Bucknell professor discovers new plant

Cooper Josephs, Writer

Associate Professor of Biology Chris Martine, in collaboration with Associate Professor of Biology and Animal Behavior Elizabeth C. Evans, discovered a new tomato bush species, Solanum cowieiin the Kimberley region of Australia. The plant’s sexual characteristics and unique developmental environment have placed it in a rare plant category.

Martine characterized this plant as being “cryptically dioecious,” which is an infrequent characteristic among plants. At first sight, the plants appear to produce both male and female sex organs. Upon further research, Martine noticed that females produce a type of pseudopollen. The pollen is not fully operational, which distinguishes male and female plants. This cryptically dioecious category comprises  less than one percent of the flowering population.

The plant’s survival is also dependent on fires in the region.
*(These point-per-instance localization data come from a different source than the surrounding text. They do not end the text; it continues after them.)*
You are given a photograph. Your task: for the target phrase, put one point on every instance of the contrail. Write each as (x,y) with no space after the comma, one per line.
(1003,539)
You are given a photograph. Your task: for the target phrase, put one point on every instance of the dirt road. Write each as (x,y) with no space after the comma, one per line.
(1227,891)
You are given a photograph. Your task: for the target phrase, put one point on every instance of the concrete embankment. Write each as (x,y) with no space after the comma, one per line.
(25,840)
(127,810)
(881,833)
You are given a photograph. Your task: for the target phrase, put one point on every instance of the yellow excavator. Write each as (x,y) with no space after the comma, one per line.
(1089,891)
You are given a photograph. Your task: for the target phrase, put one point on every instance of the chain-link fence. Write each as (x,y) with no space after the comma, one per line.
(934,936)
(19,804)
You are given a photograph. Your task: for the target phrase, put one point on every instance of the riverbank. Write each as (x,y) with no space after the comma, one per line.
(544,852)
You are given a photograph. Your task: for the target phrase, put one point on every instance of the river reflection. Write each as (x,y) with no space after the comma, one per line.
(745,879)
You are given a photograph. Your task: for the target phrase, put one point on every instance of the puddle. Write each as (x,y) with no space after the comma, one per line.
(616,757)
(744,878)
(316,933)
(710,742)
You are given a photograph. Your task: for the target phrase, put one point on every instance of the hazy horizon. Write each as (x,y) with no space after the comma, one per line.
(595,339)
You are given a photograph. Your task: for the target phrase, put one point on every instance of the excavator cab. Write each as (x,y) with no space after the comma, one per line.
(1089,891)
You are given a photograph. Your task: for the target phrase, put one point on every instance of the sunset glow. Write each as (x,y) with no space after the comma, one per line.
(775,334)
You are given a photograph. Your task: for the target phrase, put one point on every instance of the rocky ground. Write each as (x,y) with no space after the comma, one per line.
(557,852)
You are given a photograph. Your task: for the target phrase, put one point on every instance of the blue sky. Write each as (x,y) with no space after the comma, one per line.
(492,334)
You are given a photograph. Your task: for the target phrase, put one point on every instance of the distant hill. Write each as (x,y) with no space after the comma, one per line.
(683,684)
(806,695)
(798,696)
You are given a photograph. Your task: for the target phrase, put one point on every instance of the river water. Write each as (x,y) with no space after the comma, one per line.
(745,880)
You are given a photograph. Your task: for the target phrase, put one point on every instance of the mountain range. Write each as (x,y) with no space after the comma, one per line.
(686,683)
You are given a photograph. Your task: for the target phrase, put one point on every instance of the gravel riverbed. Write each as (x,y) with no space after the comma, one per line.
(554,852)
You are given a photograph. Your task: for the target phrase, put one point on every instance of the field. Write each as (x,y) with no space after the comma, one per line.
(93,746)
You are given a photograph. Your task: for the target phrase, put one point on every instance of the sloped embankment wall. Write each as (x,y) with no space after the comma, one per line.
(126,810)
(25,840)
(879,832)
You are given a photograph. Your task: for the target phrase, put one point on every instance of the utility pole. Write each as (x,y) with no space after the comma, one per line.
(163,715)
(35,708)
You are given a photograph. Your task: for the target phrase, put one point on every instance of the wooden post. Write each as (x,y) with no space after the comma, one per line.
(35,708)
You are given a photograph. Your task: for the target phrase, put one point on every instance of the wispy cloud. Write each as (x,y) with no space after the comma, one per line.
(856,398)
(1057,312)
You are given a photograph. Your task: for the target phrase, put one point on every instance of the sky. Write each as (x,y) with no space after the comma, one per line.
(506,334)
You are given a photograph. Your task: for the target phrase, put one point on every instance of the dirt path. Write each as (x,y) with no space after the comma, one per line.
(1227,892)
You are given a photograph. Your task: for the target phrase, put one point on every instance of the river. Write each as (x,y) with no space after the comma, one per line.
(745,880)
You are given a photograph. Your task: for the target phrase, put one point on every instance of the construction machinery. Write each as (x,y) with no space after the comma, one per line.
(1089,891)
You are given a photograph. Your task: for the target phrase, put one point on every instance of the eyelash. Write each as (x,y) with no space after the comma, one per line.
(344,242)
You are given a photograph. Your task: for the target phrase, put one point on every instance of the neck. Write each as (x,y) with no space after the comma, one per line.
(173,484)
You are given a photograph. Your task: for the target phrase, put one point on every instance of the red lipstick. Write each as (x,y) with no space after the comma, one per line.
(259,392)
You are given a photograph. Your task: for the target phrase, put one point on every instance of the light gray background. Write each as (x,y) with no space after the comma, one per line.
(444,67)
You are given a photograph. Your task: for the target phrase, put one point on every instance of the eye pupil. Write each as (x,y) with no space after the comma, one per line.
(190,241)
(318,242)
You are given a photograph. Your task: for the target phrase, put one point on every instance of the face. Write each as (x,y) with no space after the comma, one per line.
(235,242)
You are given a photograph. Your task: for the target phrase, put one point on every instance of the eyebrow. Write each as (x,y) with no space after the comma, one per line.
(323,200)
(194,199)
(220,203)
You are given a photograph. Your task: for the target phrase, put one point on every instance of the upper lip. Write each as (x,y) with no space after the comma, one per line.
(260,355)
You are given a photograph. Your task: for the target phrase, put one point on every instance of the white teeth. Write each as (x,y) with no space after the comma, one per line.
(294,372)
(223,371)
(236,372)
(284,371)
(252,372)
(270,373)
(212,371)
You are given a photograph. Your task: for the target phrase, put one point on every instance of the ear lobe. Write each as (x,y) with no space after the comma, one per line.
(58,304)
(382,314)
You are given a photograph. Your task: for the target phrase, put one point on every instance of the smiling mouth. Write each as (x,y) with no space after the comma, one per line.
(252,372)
It is a poor competitor when there is no fire, but afterwards the plant is able to thrive in the sand-like environmental soil.

Martine was unable to fully describe and identify the tomato bush species when he first noticed it in 2009 because no fruits or flowers were on the plant, which are important identification markers in the taxonomy process. During his most recent trip to Australia, his team was able to successfully find samples of the plant with flowers on it, gathering enough data to write a pithy paper on the species.

He also stumbled upon a new species of moths that were eating the plant, but handed the moths to another biologist who was more qualified to research them.

These new discoveries have intrigued Martine and kept him interested in Australia and his research. They have also given him a new perspective on his research that he hopes to pass on to both the students working with him and the general population.

“The idea that there are still possibly thousands of different kinds of plants, insects, and animal species in just this region alone yet to be discovered is fascinating … We think of the planet as being well-known, but there is probably more we do not know than what we do know,” Martine said.

Ingrid Jordon-Thaden, a new Post Doctoral Fellow in the biology department at the University, will soon be working with Martine on several follow-up projects to further investigate the bush tomato plant.

“We are generating sequence data to understand the phylogenetic relationship between the Solanum species and its relatives. We will also be conducting experiments to understand the pollination biology of the species,” Jordon- Thaden said.